Albertville Premium Outlets
- Location: Albertville, Minnesota
- Coordinates: 45°14′44″N 93°40′05″W﻿ / ﻿45.24556°N 93.66806°W
- Opening date: April 17, 2000; 26 years ago
- Developer: Simon Property Group
- Management: Simon Premium Outlets
- Owner: Simon Property Group
- Stores and services: 110+
- Anchor tenants: 1
- Floors: 1
- Parking: 5,000
- Website: premiumoutlets.com/

= Albertville Premium Outlets =

Albertville Premium Outlets is an outlet center mall located in the Minneapolis-St. Paul, Minnesota metropolitan area, in the northwest suburb of Albertville, Minnesota. Albertville Premium Outlets is owned and managed by Simon Property Group. The center features over 100 stores, including Ralph Lauren, Nike, Coach, Lucky Brand Jeans, Puma and more.

Albertville Premium Outlets has one anchor store located on their property, Ashley Home Furniture Studio. Also, Albertville Premium Outlets is home to a few dining options, which include TCBY Yogurt, Burger King, Five Guys, Starbucks, and Subway.
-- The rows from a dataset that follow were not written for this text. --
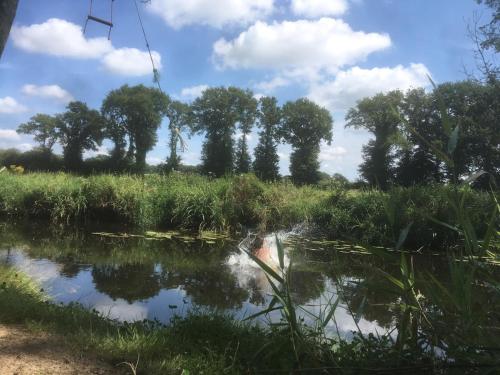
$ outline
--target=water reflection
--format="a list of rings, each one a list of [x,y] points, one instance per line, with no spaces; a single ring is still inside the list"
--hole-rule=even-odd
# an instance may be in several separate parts
[[[345,301],[330,322],[332,330],[335,325],[347,335],[356,329],[345,302],[356,308],[364,300],[359,326],[366,332],[385,332],[393,322],[387,308],[392,297],[366,293],[363,283],[371,280],[363,266],[366,260],[332,260],[322,258],[323,253],[289,253],[295,302],[318,313],[342,285]],[[0,262],[34,277],[57,302],[77,301],[120,320],[168,323],[194,308],[244,317],[270,301],[264,273],[231,241],[112,239],[88,231],[49,233],[33,224],[3,225]]]

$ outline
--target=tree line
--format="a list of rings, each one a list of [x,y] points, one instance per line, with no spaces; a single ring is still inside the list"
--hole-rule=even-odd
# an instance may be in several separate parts
[[[293,150],[292,180],[314,184],[320,179],[320,143],[332,141],[333,120],[326,109],[304,98],[280,106],[274,97],[257,100],[250,90],[236,87],[206,89],[193,103],[186,104],[155,88],[125,85],[106,96],[100,111],[82,102],[71,102],[64,113],[37,114],[17,131],[33,135],[48,161],[59,143],[67,171],[81,172],[84,152],[97,150],[104,139],[109,139],[113,149],[103,161],[105,169],[144,173],[146,154],[158,141],[164,117],[170,132],[166,171],[180,168],[182,134],[202,134],[204,174],[221,177],[253,171],[263,180],[276,180],[277,147],[287,142]],[[252,161],[248,136],[254,125],[260,133]]]
[[[59,143],[67,171],[81,172],[84,151],[97,150],[109,139],[113,143],[110,155],[102,157],[99,166],[94,161],[93,167],[144,173],[146,154],[158,141],[164,117],[170,132],[164,171],[182,169],[182,135],[201,134],[205,137],[200,166],[204,174],[220,177],[254,172],[262,180],[277,180],[277,148],[283,142],[292,147],[294,183],[317,184],[324,178],[319,171],[319,152],[322,141],[332,141],[329,112],[308,99],[280,106],[274,97],[257,100],[250,90],[235,87],[209,88],[186,104],[154,88],[125,85],[106,96],[100,111],[71,102],[62,114],[33,116],[18,132],[34,136],[48,163]],[[372,139],[363,147],[360,176],[371,186],[387,189],[458,181],[478,170],[498,180],[499,119],[498,81],[463,81],[445,83],[430,92],[396,90],[365,98],[348,111],[346,127],[371,133]],[[259,141],[252,160],[248,136],[255,125]],[[446,144],[446,126],[456,133],[453,170],[432,150],[432,145],[442,148]]]
[[[358,102],[346,121],[346,127],[366,129],[373,136],[363,147],[359,168],[370,185],[386,189],[458,182],[479,170],[500,182],[498,81],[446,83],[432,92],[378,94]],[[455,152],[453,160],[445,163],[434,150],[448,147],[449,134]]]

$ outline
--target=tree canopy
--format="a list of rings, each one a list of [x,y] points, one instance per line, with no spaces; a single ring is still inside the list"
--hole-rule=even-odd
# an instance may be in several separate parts
[[[255,148],[253,170],[264,181],[279,178],[278,145],[281,123],[281,108],[274,97],[263,97],[259,101],[259,144]]]
[[[330,113],[309,99],[298,99],[283,106],[281,137],[292,145],[290,171],[296,184],[319,181],[319,150],[322,140],[332,141]]]
[[[365,98],[351,108],[346,116],[346,127],[365,129],[373,134],[363,147],[364,162],[359,171],[371,185],[385,189],[391,181],[391,138],[398,130],[399,109],[403,93],[392,91]]]
[[[43,150],[52,151],[57,142],[57,117],[39,113],[28,122],[19,125],[17,132],[31,134]]]
[[[217,177],[233,172],[235,167],[233,136],[237,125],[243,136],[253,124],[256,100],[249,90],[214,87],[205,90],[192,104],[193,131],[205,134],[202,169]],[[243,146],[243,145],[240,145]],[[241,161],[243,147],[240,149]]]
[[[124,85],[111,91],[102,106],[109,124],[109,137],[115,143],[113,155],[135,162],[135,170],[144,172],[146,154],[158,141],[157,131],[166,114],[170,98],[158,89],[144,85]],[[127,139],[128,138],[128,139]]]
[[[103,140],[103,120],[98,111],[85,103],[71,102],[57,116],[57,139],[63,147],[66,169],[78,171],[85,150],[97,150]]]

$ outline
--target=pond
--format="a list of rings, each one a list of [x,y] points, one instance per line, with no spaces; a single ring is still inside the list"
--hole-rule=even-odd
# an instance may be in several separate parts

Albertville Premium Outlets was once the only Simon Premium Outlets location in Minnesota, until Twin Cities Premium Outlets, an outlet mall in Eagan, Minnesota, opened in 2014.

==Anchor stores==
- Ashley Home Furniture Studio

==Renovations==
Albertville Premium Outlets decided to undergo a renovation in 2004, which added 40 more stores on the other side on County Road 19 in Albertville, Minnesota. The original side on the outlets has a little over 70 stores and Ashley Home Furniture Studio.